Diante do posicionamento do tribunal percebe-se a falta de comunicabilidade entre a autoridade de lavrou a flagrante, como bem salienta o professor Renato Brasileiro “ Todas as formalidades legais devem ser observadas no momento de sua lavratura, seja no tocante à efetivação dos direitos constitucionais do preso em flagrante, seja em relação à documentação que deve ser feita, sob pena de prisão considerada ilegal, do que deriva seu relaxamento. ”

Além disso, a família do preso não foi imediatamente comunicada sobre a prisão, havendo, portanto, violação ao artigo 306, "caput", do Código de Processo Penal, e artigo , inciso LXII, da Constituição Federal/88.

1.1) DA PROVA ILÍCITA

O requerente foi compelido a realizar o teste de alcoolemia em aparelho de ar alveolar, tal teste é tido como prova ilícita, pois o simples fato de ter sido obrigado, já vai de encontro princípio da inadmissibilidade das provas ilícitas: a prova ilícita é uma das provas não permitidas no nosso ordenamento jurídico. A CF, no seu art. , inc. LVI, diz: “são inadmissíveis, no processo, as provas obtidas por meios ilícitos.”

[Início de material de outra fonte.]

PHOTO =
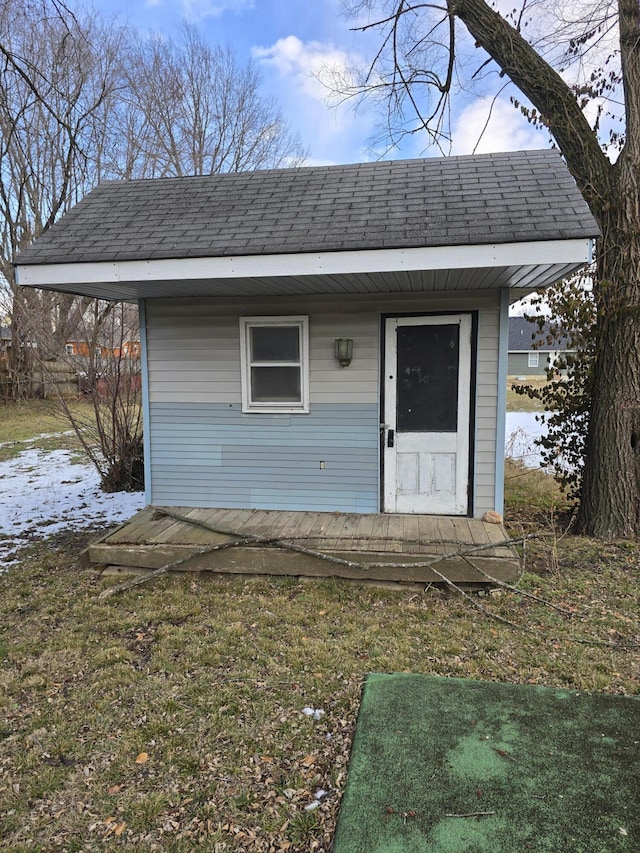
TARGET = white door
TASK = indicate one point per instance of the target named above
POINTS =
(427, 392)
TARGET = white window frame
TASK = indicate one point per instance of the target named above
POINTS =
(249, 405)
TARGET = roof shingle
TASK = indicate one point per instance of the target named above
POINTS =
(488, 198)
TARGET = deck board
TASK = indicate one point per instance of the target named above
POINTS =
(150, 540)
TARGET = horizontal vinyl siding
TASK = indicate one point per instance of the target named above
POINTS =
(205, 452)
(213, 455)
(195, 357)
(486, 409)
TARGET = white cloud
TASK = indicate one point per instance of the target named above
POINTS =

Nas palavras de Nucci “ Provas ilícitas, por força da nova redação dada ao art. 157 do CPP, são as obtidas em violação a normas constitucionais ou legais. Em outras palavras: prova ilícita é a que viola regra de direito material, seja constitucional ou legal, no momento da sua obtenção (confissão mediante tortura, v.g.). Impõe-se observar que a noção de prova ilícita está diretamente vinculada com o momento da obtenção da prova (não com o momento da sua produção, dentro do processo). ”

III. DO PEDIDO

Ante o exposto, requer o RELAXAMENTO da prisão em flagrante, com a expedição do alvará de soltura.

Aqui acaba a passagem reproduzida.